More about HKUST
Entity Resolution for Hidden Web Data
PhD Thesis Proposal Defence
Title: "Entity Resolution for Hidden Web Data"
by
Miss Xiaoheng Xie
ABSTRACT:
Entity resolution (ER) identifies and merges records judged to represent the
same real-world entity. With the development of the Internet, ER for hidden Web
data has become increasingly important in many real-world applications such as
online search engines, web data integration and so on. Hidden Web data often
originates from different data sources that usually have different schemas. As
a consequence, there is no one most efficient way to compare and merge records
from different schemas and thus the existing techniques proposed by putting all
records together under a unified schema are often not suitable.

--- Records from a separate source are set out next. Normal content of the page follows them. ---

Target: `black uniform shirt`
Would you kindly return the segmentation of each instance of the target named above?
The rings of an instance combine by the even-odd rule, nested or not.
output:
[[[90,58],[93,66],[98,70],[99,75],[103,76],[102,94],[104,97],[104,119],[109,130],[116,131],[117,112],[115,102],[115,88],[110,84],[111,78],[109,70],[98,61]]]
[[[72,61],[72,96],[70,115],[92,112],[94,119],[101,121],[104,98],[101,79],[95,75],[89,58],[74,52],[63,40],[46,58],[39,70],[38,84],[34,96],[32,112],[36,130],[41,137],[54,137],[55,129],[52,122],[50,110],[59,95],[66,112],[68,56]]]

In this thesis, we investigate ER methods for hidden Web data using a
multi-schema approach. That is, we keep the data under the original schemas
instead of placing them under a unified schema. First, we propose two
techniques for improving the performance of the multi-schema ER method
validity-ensured and order-sensitive (VEOS). By focusing on the existing
duplicates in the same schema, an expanding window is applied to VEOS to
enhance the recall performance. To reduce the number of record pair
comparisons, we separate the records in large data sets into several blocks, so
that only records in the blocks with the same key values need to be compared.
Then we propose an efficient ER method for on-line query data integration by
self-training the schema fields (attributes) so as to set appropriate weights.

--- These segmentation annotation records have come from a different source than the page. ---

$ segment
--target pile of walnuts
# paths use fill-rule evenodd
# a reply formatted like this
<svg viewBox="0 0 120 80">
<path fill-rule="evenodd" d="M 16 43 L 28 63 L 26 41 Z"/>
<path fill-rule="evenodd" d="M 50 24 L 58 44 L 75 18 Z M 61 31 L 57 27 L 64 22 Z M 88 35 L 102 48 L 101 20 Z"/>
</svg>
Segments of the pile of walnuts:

We demonstrate through extensive experiments using real online data sets from
different domains and some reasonable synthetic data sets, the scalability of
the ER algorithms, the efficiency of the advanced VEOS approaches and the
effectiveness of our proposed ER method for online querying.
Date: Thursday, 19 April 2012
Time: 2:00pm - 4:00pm
Venue: Room 3408
lifts 17/18
Committee Members: Prof. Frederick Lochovsky (Supervisor)
Prof. Dik-Lun Lee (Chairperson)
Dr. Lei Chen
Dr. Raymond Wong
**** ALL are Welcome ****